Councillor Tucker requested clarification on whether the changes to the bus stop and mini roundabout would take place before or after work started on the development. She was conscious that residents should not be made to suffer any inconvenience with the development. Councillor Tucker wanted to know if a condition could be put in place to have all road works completed before works commenced on the development.
The Strategic Development Manager noted that the bus stop relocation would need to be completed before works on the development started as this was required to gain access to the site. He stated that within the application, work would be carried out on the roundabout after the 50th occupation of the site.
Miss Manson explained to the Committee that she had no instruction to comment on this but stressed that Gleeson worked very closely with the Local Authority to secure safe delivery of any development.
Councillor A Bell reiterated his concerns over the safety of the relocation of the bus stop. He could not see on the plans where there would be a safe place to relocate the bus stop to. He was disappointed there was no one from highways to provide advice.
The Strategic Development Manager informed the committee that highways had been consulted and they were satisfied there were no safety issues regarding the relocation of the bus stop. He explained that some of the properties on Gloucester Road had no vehicular access as there was a deep grassed verge that was part of the adopted highway. The relocation of the bus stop in front of these properties would not therefore create any difficulties for residents of those properties.
Councillor A Bell wanted to know if changes to the application would be subject to further consultation and if the changes would also be presented to the Planning Committee. He was apprehensive that the local schools would not accept Durham County Councils financial contributions to help address the capacity issues.
He requested clarification on whether the schools had agreed to accept the financial contribution to take extra students as if not it would not be beneficial to build new houses to then find the schools could not take additional children.

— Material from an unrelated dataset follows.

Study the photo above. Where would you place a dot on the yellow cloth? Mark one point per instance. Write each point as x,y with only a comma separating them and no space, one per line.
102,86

Councillor I Jewell informed the Committee that the rules around applying for a school places had changed in recent years and had become more complex. Local school places were not just for local children like in years gone by but open to all subject to availability and criteria.
Councillor L Boyd requested clarification on what was discussed with a school to help with accommodation.
The Strategic Development Manager informed the Committee that the School Places Team liaised with Head Teachers to determine the capacity of the school and if there was any scope to extend schools beyond their current maximum capacity to accommodate for additional children. He informed the committee that the School Places Team calculated the financial implications using the school places policy on the ratio of children and the cost of a place at the school. He stated that financial contributions could be secured from the Developer through the section 106 agreement.
Councillor C Martin proposed to reject the planning application as the development did not outweigh the loss of character to the villages as it removed the boundary at Crook Hall and Delves and was seconded by Councillor T Tucker
The Local Planning Authority considered that the proposed development would significantly adversely affect the character of the local area as a result of the coalescence of Delves Lane and Crookhall, and that such harm would significantly and demonstrably outweigh the benefits of the proposed development. Consequently, the development would be contrary to Policies EN1, EN2 and GDP1 of the Derwentside District Local Plan and Paragraphs 127 and 170 of the National Planning Policy Framework.